INTO RIVENDELL
EXCERPTS FROM LETTER 306.
By J. R. R. Tolkien to Michael Tolkien, c. 1967
I am delighted that you have made the acquaintance of Switzerland, and of the very part that I once knew best and which had the deepest effect on me. Bilbo's journey from Rivendell to the other side of the Misty Mountains, including the glissade down the slithering stones into the pine woods, is based on my adventures in 1911...
Our wanderings mainly on foot in a party of 12 are not now clear in sequence, but leave many vivid pictures as clear as yesterday (that is as clear as an old man's remoter memories become). We went on foot carrying great packs practically all the way from Interlaken, mainly by mountain paths, to Lauterbrunnen and so to Mürren....

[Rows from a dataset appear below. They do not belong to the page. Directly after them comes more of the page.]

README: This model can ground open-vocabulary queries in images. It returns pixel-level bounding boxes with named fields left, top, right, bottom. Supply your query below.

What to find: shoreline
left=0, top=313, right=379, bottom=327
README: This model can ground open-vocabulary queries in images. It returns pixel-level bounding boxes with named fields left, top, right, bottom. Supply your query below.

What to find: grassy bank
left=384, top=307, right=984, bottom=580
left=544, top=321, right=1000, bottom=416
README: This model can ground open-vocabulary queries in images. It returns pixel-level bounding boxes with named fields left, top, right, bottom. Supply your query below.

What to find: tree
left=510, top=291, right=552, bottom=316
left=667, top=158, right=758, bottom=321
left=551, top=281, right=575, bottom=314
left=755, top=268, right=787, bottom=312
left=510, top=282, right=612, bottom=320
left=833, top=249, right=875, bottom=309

I left the view of the Jungfrau with deep regret: eternal snow, etched as it seemed against eternal sunshine, and the Silberhorn sharp against dark blue: the Silvertine (Celebdil) of my dreams.
EXCERPTS FROM THE HOBBIT
by J. R. R. Tolkien, 1937.
"Here it is at last!" he called, and the others gathered round him and looked over the edge. They saw a valley far below. They could hear the voice of hurrying water in a rocky bed at the bottom; the scent of trees was in the air; and there was a light on the valley-side across the water.

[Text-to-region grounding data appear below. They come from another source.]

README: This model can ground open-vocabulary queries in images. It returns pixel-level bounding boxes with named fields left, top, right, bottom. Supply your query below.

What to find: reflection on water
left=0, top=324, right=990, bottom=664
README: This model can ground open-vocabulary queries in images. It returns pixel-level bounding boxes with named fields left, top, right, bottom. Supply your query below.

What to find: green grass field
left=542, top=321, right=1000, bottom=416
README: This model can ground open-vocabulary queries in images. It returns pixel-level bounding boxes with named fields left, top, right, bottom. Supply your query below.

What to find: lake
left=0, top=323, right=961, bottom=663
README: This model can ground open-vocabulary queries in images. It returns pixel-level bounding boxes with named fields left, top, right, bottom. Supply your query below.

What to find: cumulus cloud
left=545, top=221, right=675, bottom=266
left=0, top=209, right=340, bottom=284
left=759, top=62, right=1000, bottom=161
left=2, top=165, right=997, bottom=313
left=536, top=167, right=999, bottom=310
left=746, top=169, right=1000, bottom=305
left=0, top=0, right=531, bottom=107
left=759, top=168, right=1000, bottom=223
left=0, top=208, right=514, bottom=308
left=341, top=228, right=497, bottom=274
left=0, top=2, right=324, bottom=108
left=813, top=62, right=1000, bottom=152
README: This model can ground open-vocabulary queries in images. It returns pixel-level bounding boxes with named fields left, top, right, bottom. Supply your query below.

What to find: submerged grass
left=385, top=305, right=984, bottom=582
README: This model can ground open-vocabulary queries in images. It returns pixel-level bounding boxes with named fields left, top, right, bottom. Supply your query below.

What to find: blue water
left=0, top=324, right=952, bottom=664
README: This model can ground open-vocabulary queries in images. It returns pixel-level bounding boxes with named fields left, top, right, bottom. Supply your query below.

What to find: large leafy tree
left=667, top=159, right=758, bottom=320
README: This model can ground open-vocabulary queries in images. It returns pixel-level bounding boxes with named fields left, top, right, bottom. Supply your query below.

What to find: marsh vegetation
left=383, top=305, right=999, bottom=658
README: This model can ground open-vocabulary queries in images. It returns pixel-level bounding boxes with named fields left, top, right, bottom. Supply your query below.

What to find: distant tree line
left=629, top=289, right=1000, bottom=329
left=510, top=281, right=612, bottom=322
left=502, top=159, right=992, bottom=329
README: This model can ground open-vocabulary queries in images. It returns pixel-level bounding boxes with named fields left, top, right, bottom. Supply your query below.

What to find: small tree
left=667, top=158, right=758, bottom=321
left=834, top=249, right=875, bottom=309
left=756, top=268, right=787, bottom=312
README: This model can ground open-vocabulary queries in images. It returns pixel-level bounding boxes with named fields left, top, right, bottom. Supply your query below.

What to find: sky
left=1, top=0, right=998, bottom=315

Bilbo never forgot the way they slithered and slipped in the dusk down the steep zig-zag path into the secret valley of Rivendell. The air grew warmer as they got lower, and the smell of the pine-trees made him drowsy, so that every now and again he nodded and nearly fell off, or bumped his nose on the pony's neck. Their spirits rose as they went down and down. The trees changed to beech and oak, and there was a comfortable feeling in the twilight. The last green had almost faded out of the grass, when they came at length to an open glade not far above the banks of the stream.
... And so at last they all came to the Last Homely House, and found its doors flung wide.